Algebraic Topology for Combinatorial Analysis of Images

PI: Rocío González Díaz

Abstract: The field of image analysis is concerned with analysing and extracting information from images, as a whole, and the objects within, as its parts. Combinatorial image analysis, a subfield of image analysis, studies combinatorial properties of digital images (more generally any digital data-set). Algebraic topology is a field of mathematics concerned with the study of deformation-invariant properties of abstract objects. Within this project we research tools (methods) for combinatorial image analysis that build on the theory of topology, specifically its sub-fields (persistent-) homology and cohomology. For this purpose we will: (i) create methods to robustly extract “objects” from digital images and describe them in a way that allows further processing, and (ii) extend the existing theory and methods to compute relevant topological properties of objects. The project is based on ongoing research of our Andalusian group FQM-369 “Combinatorial Image Analysis”. The proposed tasks are: 
(T.1) Combinatorial representation of objects. 
(T.1.1) Well composed complexes. The extraction of objects from digital images can be ambiguous, partially due to the fixed resolution of the image. The 2D manifold that is the surface bounding a real 3D object, might appear to be non-manifold in the image, with e.g. many 2D patches incident to the same edge. This task deals with the computation of cell complexes, homotopy equivalent to the initial representation of the 3D image, whose boundary surface is composed by 2D manifolds. 
(T.1.2) Efficient (co)homology computation of combinatorial representations. Cohomology groups provide a richer information than homology because of the cup product computation, which has traditionally been computed only for cubical and simplicial complexes. This task is concerned with creating methods to efficiently compute (co)homology information (including the cup product on cohomology) of subdivided objects. 
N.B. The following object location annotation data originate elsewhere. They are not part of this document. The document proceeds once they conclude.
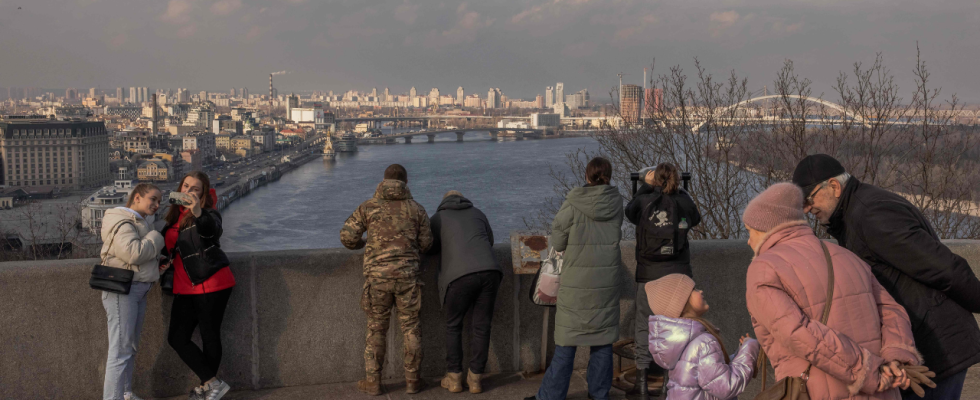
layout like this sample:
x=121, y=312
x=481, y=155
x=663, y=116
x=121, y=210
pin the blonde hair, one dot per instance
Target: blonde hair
x=142, y=189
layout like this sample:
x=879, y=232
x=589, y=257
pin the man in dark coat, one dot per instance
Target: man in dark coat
x=469, y=277
x=937, y=288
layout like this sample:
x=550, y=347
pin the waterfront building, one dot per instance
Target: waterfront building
x=61, y=154
x=653, y=100
x=473, y=101
x=203, y=142
x=630, y=106
x=154, y=170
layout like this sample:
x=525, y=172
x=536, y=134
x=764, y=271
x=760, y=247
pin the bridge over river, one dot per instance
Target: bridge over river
x=518, y=133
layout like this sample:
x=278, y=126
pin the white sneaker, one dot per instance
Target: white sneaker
x=216, y=390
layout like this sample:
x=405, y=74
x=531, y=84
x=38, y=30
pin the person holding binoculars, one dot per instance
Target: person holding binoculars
x=202, y=280
x=664, y=213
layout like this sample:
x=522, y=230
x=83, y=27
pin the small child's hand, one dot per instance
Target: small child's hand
x=744, y=338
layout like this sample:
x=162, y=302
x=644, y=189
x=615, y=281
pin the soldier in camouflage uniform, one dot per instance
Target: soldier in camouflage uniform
x=398, y=233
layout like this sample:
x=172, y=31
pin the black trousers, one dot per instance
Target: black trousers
x=475, y=292
x=205, y=311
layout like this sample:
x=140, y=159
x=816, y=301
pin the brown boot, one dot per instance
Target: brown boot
x=473, y=381
x=414, y=383
x=370, y=385
x=453, y=382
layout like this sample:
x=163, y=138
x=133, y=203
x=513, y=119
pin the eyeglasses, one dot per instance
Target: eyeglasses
x=809, y=199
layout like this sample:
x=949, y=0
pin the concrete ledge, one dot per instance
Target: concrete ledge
x=294, y=319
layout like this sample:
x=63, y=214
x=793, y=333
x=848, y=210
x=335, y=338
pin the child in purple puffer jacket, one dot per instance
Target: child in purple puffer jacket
x=690, y=347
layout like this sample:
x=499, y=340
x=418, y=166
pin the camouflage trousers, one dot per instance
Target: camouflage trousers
x=379, y=297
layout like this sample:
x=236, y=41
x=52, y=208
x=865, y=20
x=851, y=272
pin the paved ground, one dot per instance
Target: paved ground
x=509, y=386
x=495, y=387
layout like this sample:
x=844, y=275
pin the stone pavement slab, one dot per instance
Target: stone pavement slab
x=502, y=386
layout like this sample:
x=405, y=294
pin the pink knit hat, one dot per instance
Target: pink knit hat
x=669, y=295
x=780, y=203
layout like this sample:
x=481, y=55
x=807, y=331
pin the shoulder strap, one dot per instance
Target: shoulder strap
x=761, y=367
x=112, y=238
x=830, y=284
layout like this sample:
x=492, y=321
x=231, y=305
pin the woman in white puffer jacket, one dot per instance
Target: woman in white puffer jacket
x=136, y=246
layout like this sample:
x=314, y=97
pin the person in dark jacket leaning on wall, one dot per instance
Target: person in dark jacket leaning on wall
x=663, y=213
x=936, y=287
x=469, y=277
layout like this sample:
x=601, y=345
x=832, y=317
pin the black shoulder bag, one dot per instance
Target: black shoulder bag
x=111, y=279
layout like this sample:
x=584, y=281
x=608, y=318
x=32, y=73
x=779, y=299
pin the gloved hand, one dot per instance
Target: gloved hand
x=920, y=376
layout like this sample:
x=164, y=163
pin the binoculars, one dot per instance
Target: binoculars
x=636, y=176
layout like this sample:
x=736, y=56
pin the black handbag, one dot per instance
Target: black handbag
x=111, y=279
x=167, y=279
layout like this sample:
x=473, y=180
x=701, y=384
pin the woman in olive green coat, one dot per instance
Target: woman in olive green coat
x=588, y=228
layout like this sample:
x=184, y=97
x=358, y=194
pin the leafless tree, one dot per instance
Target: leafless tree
x=734, y=148
x=940, y=172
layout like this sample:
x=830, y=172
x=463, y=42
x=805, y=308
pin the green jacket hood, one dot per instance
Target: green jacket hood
x=600, y=202
x=392, y=189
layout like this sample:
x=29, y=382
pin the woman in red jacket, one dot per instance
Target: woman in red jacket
x=202, y=282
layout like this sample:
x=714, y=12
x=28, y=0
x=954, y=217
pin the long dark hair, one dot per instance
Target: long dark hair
x=667, y=177
x=173, y=215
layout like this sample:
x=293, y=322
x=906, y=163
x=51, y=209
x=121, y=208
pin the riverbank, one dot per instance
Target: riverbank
x=229, y=192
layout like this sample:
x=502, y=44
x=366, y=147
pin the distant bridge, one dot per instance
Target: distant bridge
x=519, y=133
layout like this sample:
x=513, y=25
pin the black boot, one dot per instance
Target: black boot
x=640, y=391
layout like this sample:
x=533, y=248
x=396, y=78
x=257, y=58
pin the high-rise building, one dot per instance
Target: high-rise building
x=434, y=96
x=291, y=102
x=63, y=154
x=652, y=101
x=493, y=98
x=631, y=103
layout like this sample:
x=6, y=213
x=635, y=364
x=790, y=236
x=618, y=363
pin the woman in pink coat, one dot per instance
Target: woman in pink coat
x=856, y=355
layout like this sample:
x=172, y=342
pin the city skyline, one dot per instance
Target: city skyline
x=215, y=45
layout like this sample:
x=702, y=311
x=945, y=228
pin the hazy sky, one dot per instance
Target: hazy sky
x=520, y=46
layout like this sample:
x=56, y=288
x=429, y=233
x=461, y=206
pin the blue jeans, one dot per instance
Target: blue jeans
x=125, y=313
x=559, y=374
x=947, y=389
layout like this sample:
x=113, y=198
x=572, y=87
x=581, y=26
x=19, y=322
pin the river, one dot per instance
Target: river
x=305, y=209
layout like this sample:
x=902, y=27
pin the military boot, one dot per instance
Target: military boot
x=370, y=385
x=414, y=383
x=473, y=381
x=453, y=382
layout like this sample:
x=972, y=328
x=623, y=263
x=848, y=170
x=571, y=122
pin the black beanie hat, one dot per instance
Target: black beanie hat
x=814, y=169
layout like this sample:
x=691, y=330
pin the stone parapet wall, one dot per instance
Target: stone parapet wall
x=295, y=319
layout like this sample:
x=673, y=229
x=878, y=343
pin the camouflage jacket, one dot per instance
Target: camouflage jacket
x=397, y=229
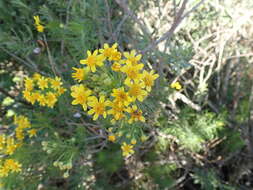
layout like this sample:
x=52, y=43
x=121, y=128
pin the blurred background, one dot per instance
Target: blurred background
x=197, y=137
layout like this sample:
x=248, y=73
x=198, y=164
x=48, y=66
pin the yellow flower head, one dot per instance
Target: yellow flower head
x=127, y=149
x=109, y=52
x=12, y=165
x=116, y=66
x=56, y=83
x=42, y=100
x=32, y=132
x=51, y=99
x=136, y=91
x=112, y=138
x=40, y=28
x=176, y=85
x=36, y=20
x=10, y=146
x=80, y=94
x=93, y=60
x=36, y=76
x=43, y=83
x=131, y=58
x=135, y=113
x=132, y=72
x=98, y=106
x=121, y=96
x=28, y=84
x=148, y=79
x=80, y=74
x=133, y=141
x=117, y=111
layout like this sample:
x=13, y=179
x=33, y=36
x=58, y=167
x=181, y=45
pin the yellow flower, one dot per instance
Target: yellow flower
x=36, y=76
x=116, y=66
x=98, y=106
x=117, y=111
x=131, y=58
x=148, y=79
x=34, y=96
x=121, y=96
x=132, y=72
x=80, y=74
x=176, y=85
x=56, y=83
x=40, y=28
x=109, y=52
x=36, y=20
x=10, y=146
x=81, y=94
x=43, y=83
x=93, y=60
x=135, y=113
x=28, y=84
x=116, y=56
x=27, y=95
x=42, y=100
x=50, y=99
x=136, y=91
x=60, y=91
x=2, y=141
x=12, y=165
x=127, y=149
x=32, y=132
x=112, y=138
x=19, y=133
x=22, y=121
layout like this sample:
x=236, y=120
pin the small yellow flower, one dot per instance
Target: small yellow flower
x=135, y=113
x=176, y=85
x=50, y=99
x=80, y=74
x=12, y=165
x=42, y=100
x=56, y=83
x=136, y=91
x=148, y=79
x=108, y=51
x=98, y=106
x=36, y=76
x=36, y=20
x=93, y=60
x=133, y=141
x=127, y=149
x=60, y=91
x=40, y=28
x=81, y=94
x=112, y=138
x=131, y=58
x=32, y=132
x=43, y=83
x=121, y=96
x=116, y=66
x=132, y=72
x=28, y=84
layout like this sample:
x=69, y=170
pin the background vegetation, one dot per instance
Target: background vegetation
x=198, y=137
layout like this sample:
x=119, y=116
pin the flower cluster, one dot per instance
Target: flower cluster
x=113, y=84
x=39, y=26
x=176, y=85
x=9, y=144
x=44, y=90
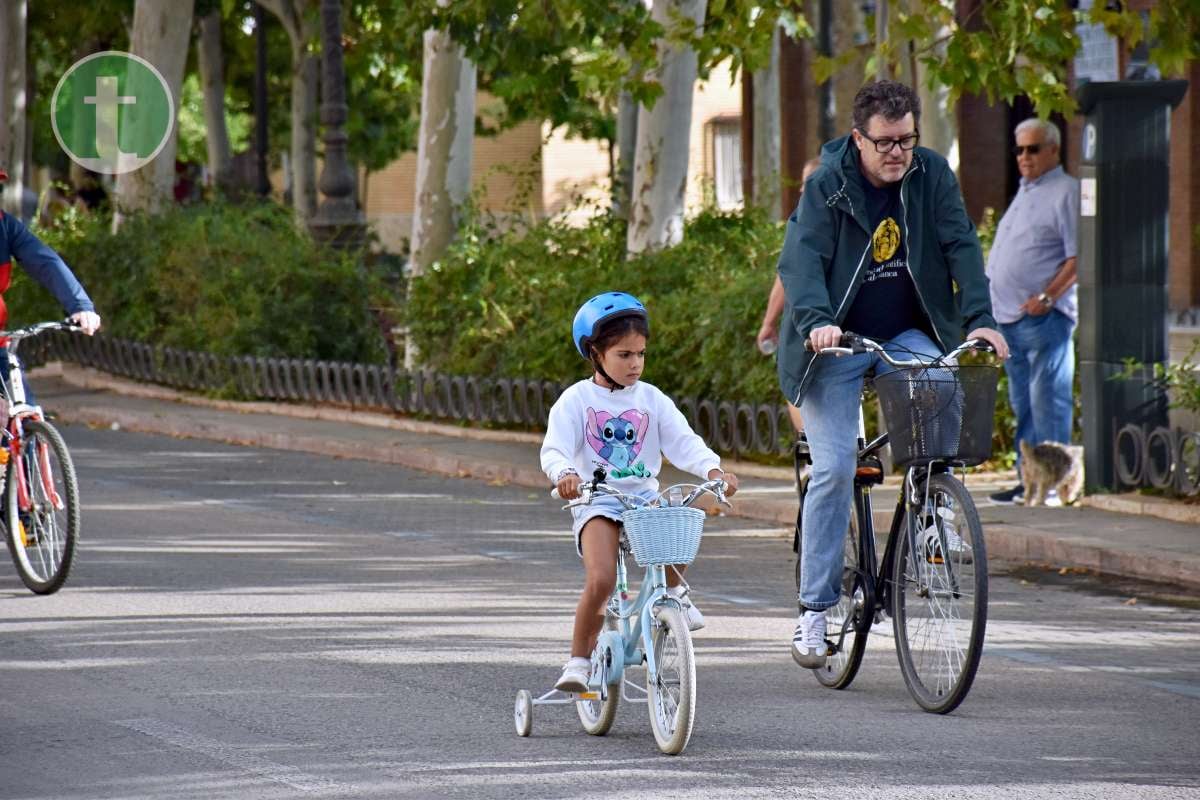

(T.2) Persistent homology. (T.2.1) Extending persistent homology. The incremental algorithm for persistent homology by Edelsbrunner et al., is currently the de facto standard for extracting topological information, especially Betti numbers when an object is seen as a sequence of additions from a point cloud data. A first aim of this task is to extend persistent homology to other operations like removal and merging of cells. A second aim is to extend persistence theory to cohomology and cup products. 
(T.2.2) Persistent Homology for analyzing 3D models. We are concerned with the application of persistent homology computation for analysing 3D models. As main goal, we intend to provide topological evaluation of the 3D reconstruction process by the voxel carving method, which is a non-invasive technique that is used to produce a 3D volume from images captured from a set of cameras placed around the object. Another application in which we are also involved is in gait recognition using persistent homology.